Horseshoes draws staunchest support
The Kiwanis Wyoming County Fair kicks off today, with countless activities planned to meet the needs of both young and old.
On Sunday, fairgoers will be treated to the familiar sound of metal-on-metal when the annual Horseshoe Pitching Contest kicks off at the pits at 1 p.m.
Contestants of all ages will toss their shoes with the hopes of a ringer and weekend bragging rights.
Many familiar faces will migrate to the pits, including a pair of brothers, who use the fair, and horseshoes, as a way to bring each other together after spending most of the year apart.
Tunkhannock native Jerry Pelka, and his brother, Ken, of New Jersey, will team up at this year’s horseshoe competition in the senior group, a tradition now more than 10 years in the making.
The duo has been playing horseshoes for decades.
Both grew up in Wharton, New Jersey, and both ended up serving in the 86th Airborne Army division of the army for three years.
Jerry is retired from working in insurance, while Ken is retired from being a carpenter.
Jerry moved to Tunkhannock with work and has lived in T-Town for 35 plus years, while Ken still lives in New Jersey.
Both don’t see each other as much as they’d like, spending only a handful of days together throughout the year.
But just as the fair signals the beginning of the fall season, so, too, does it signal a family reunion of sorts.

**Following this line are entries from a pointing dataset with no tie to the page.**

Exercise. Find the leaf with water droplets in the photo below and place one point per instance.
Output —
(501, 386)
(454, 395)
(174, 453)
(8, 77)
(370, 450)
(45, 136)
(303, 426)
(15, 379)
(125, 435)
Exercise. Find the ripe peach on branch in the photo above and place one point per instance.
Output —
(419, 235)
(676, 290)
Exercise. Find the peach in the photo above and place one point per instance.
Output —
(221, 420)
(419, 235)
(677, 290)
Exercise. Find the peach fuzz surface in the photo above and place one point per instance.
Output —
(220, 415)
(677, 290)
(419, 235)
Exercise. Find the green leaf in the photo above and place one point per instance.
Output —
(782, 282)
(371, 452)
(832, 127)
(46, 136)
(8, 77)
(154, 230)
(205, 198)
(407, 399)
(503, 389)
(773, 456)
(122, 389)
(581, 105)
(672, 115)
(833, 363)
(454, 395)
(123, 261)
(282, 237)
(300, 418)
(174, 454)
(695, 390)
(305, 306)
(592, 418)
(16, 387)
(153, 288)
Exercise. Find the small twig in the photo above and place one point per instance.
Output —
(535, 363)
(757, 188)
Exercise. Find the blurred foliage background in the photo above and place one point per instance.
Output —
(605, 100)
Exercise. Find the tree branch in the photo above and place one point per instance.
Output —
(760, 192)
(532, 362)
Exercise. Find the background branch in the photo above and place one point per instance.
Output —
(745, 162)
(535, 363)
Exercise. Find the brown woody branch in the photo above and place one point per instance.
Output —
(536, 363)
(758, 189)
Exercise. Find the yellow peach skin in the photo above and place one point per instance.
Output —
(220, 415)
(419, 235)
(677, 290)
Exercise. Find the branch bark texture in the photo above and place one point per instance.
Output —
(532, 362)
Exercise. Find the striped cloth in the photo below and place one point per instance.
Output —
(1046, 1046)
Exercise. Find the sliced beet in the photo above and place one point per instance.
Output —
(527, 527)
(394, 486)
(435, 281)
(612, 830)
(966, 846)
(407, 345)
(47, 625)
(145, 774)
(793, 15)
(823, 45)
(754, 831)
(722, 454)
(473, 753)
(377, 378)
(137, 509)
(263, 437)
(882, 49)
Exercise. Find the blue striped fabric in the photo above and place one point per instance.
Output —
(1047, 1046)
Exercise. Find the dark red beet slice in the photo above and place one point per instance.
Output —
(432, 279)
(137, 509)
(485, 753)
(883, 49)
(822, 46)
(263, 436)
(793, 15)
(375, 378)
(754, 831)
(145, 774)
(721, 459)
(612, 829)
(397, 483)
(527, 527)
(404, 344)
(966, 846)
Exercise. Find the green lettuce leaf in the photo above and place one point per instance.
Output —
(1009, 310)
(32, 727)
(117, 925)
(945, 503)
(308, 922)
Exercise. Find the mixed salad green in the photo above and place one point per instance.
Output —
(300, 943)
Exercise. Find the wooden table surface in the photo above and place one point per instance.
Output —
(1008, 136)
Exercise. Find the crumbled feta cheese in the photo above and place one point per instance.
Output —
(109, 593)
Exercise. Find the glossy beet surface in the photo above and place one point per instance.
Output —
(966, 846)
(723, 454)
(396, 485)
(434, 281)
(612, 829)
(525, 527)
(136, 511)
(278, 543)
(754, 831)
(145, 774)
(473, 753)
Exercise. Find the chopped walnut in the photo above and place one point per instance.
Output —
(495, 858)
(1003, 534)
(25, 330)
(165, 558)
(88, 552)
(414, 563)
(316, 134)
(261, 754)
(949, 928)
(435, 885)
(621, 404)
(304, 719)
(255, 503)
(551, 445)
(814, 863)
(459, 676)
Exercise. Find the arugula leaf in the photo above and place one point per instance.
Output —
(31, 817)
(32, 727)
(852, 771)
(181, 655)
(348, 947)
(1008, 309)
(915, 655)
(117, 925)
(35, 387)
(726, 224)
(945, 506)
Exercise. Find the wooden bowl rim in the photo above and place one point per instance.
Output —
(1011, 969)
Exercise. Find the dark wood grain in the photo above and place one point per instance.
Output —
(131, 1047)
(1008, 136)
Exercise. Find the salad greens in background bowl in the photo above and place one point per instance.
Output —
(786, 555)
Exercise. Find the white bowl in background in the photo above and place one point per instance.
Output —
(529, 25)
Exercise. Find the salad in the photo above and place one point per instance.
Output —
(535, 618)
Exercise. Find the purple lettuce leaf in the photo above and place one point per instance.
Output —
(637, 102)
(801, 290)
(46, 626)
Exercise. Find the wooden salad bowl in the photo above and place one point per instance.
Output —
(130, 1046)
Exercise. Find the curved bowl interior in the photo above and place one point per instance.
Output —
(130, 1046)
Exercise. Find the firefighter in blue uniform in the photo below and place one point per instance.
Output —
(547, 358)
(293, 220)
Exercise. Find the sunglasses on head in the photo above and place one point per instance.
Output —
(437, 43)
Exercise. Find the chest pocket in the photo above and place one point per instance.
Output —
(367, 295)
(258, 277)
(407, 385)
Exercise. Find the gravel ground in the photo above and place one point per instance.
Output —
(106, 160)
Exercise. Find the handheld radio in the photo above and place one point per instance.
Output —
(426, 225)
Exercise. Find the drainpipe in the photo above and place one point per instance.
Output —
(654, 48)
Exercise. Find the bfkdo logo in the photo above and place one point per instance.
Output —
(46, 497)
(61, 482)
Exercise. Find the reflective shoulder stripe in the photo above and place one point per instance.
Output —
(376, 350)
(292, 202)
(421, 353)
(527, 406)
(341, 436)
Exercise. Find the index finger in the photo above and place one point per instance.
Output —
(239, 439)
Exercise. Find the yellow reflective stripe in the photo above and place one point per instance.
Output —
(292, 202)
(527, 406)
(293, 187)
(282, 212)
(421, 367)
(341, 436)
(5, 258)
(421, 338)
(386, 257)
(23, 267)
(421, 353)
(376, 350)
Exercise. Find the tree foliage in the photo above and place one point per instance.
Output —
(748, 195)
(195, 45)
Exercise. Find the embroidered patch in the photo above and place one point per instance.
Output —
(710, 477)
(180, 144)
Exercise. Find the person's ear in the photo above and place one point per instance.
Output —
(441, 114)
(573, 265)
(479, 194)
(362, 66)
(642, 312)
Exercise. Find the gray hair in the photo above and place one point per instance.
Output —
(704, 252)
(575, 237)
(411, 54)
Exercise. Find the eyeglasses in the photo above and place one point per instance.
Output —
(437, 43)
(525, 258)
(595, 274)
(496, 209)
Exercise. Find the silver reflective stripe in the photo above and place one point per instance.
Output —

Ken will again make the annual trip to NEPA for the fair, just like Jerry makes the annual trip to New Jersey to team up with his brother for the New Jersey State Fair.
“It’s definitely something we look forward to,” Jerry said.
Jerry is 71, but plays horseshoes every Thursday in tournaments held at the Factoryville Sportsmen’s Club.
“There’s definitely some serious throwers down there, “ he said.
He started his horseshoe ‘career’ like many other throwers: in the backyard.
His brother started out much in the same way, but at 68, has a slightly younger arm of the pair when it comes to throwing their ‘single-flip’ tosses.
The duo has managed some third and fourth place finishes at the fair, and are hoping to find themselves in the top names of the leader board at tournament’s end.
“We have hopes of finishing in the top three, though realistically it usually doesn’t work out that way,” Jerry chuckled. “We’ll probably end up more like fifth or sixth. Being in our golden years, we’ve got to be realistic.”
Jerry said the biggest thing that gets the brothers coming back is not only seeing each other, but seeing their friends.
“The camaraderie in horse shoes is the biggest reason why we go,” he said. “It’s a fun time and there’s a lot of competition. We enjoy it and everyone else there does, too.”
Aside from horseshoes, Jerry enjoys something that he has in common with most other folks at the fair: the food.
“I really enjoy that part,” he laughed. “When we’re playing there’s not too much time to wander around so I try to come on a different day because the food is my favorite part.”
He also said that the FSC keeps him active, especially during horseshoe tournaments, when ages can range from 13 to 87.
“We hope to pass what we know on to the younger guys, but sometimes its the older fellows learning from the kids, so it all works out,” he said.
But don’t let any age gap fool you. Jerry noted that he and his brother will still be on a pretty even playing field.
“Horseshoes allows older and younger players to compete on an even scale because all you have to do is be close, which only counts in horseshoes and grenades,” he said. “I haven’t thrown a grenade in 50 years!”
While the Pelkas may be one of the older teams competing on Sunday, they certainly will be having just as much fun as the younger crowd, which is really what the Wyoming County Fair is all about - fun for everyone.